Sunday, June 02, 2024

Vision and Reality

"Our physical eyes were made to see physical objects. Our physical eyes are blind to observe invisible objects, but which cause visible physical effects, such as electricity, wind, love and hate. Everything that is visible is sustained by an invisible energy"

Can anyone suffer more from a broken leg or a broken heart? A broken heart can leave scars that never heal. The suffering can be so intense that many have died from it. However, you cannot see a broken heart, touch it or even describe it. But is the broken leg more real because it is more tangible than the broken heart? Not for those who have suffered from a broken heart, although eyes have never beheld a trembling and broken heart, nor hands have touched it.

The most real things in our lives are food, clothing, transportation, and shelter. Let's take them one by one and put each one through the durability test.

What did you have for dinner two weeks ago? That meal was a very important thing, but you probably can't remember anything you ate no matter how hard you try. The thousands of meals consumed by each individual are the most important things in our memories after eating and digesting them. Of course we still crave more meals; but they will also join those of the forgotten past - realities that have become only vague dreams of intangible memories.

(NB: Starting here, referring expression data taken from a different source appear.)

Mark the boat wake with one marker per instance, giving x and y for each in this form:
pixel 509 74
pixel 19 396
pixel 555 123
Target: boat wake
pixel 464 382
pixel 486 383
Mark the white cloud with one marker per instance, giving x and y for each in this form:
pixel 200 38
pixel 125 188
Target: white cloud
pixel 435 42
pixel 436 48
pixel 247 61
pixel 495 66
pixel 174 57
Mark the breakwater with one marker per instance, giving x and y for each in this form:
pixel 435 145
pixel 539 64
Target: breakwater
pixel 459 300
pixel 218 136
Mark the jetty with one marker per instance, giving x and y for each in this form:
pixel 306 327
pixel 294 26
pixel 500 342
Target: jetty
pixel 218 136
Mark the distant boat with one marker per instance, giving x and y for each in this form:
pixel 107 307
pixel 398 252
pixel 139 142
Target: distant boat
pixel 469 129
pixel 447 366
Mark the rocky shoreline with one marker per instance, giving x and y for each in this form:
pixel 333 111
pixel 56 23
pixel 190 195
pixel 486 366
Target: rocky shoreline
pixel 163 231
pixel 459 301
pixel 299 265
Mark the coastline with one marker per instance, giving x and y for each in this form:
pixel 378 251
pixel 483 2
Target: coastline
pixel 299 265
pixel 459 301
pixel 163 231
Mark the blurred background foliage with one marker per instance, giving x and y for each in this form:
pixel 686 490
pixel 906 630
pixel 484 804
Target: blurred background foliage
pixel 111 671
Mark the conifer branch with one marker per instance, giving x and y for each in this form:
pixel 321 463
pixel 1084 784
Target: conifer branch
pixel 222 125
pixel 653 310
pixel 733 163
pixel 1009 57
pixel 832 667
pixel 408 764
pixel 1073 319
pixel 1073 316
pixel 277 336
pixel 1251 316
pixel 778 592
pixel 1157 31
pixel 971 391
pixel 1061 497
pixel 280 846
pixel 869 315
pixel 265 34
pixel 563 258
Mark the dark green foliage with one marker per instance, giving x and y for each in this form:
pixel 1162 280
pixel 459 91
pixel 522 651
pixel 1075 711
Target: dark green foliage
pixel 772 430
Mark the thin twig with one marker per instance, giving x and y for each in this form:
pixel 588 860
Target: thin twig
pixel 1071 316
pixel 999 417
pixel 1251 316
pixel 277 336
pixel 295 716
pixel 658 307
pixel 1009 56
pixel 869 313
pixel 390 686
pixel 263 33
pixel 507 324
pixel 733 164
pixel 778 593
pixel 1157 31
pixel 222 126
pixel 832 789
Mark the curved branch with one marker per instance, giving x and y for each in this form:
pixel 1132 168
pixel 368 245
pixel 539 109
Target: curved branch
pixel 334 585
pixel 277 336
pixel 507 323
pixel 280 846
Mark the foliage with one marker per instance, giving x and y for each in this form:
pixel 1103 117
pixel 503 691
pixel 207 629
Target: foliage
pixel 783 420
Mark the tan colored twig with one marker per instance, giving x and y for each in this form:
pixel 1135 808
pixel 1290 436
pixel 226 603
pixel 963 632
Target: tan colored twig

Clothes last longer than food; it is as vital as food. We like to dress beautifully, as much as we like to eat. But, after some time, the clothes finally end up in the incinerator, or as cleaning rags, taking their place among the dead, forgotten elements of the things that are gone.

Shall we take a car next? He is certainly practical. It is one of the most substantial things one could imagine in these days of practicality. Within ten years it will become "such a hideous thing" that the family, ashamed, will refuse to ride in it. Eventually, he is dragged to the car graveyard, and there is no one to mourn his death.

The next most vital thing in man's life is his shelter. He will be able to work and save all his days to buy the house that will satisfy his heart's desires. The most beautiful houses of the past are the favelas of the present.

Therefore, these practical things, to which man becomes substantially attached throughout his life, are fleeting and transitory things. And if we think deeply, the question arises: how real are our realities?

All the tangible things of the earth are best understood with the scripture quote, “And it came to pass.” The war, the famine, the storm came – passed – and life went on again.

Are all things then fleeting and transitory? Are all these practical and substantial things, with which we deal and depend, just dreams of a night vision? Is there nothing vital or lasting in life?

Can anyone suffer more from a broken heart or a broken leg? One is physical, the other mental. Is it possible that the things we cannot see or touch are more powerful and lasting than the tangible things that our eyes behold?

[to be continued]

Source consulted: Annalee Skarin, "Ye Are Gods", DeVorss Publications, 1998. ISBN: 0-87516-718-7.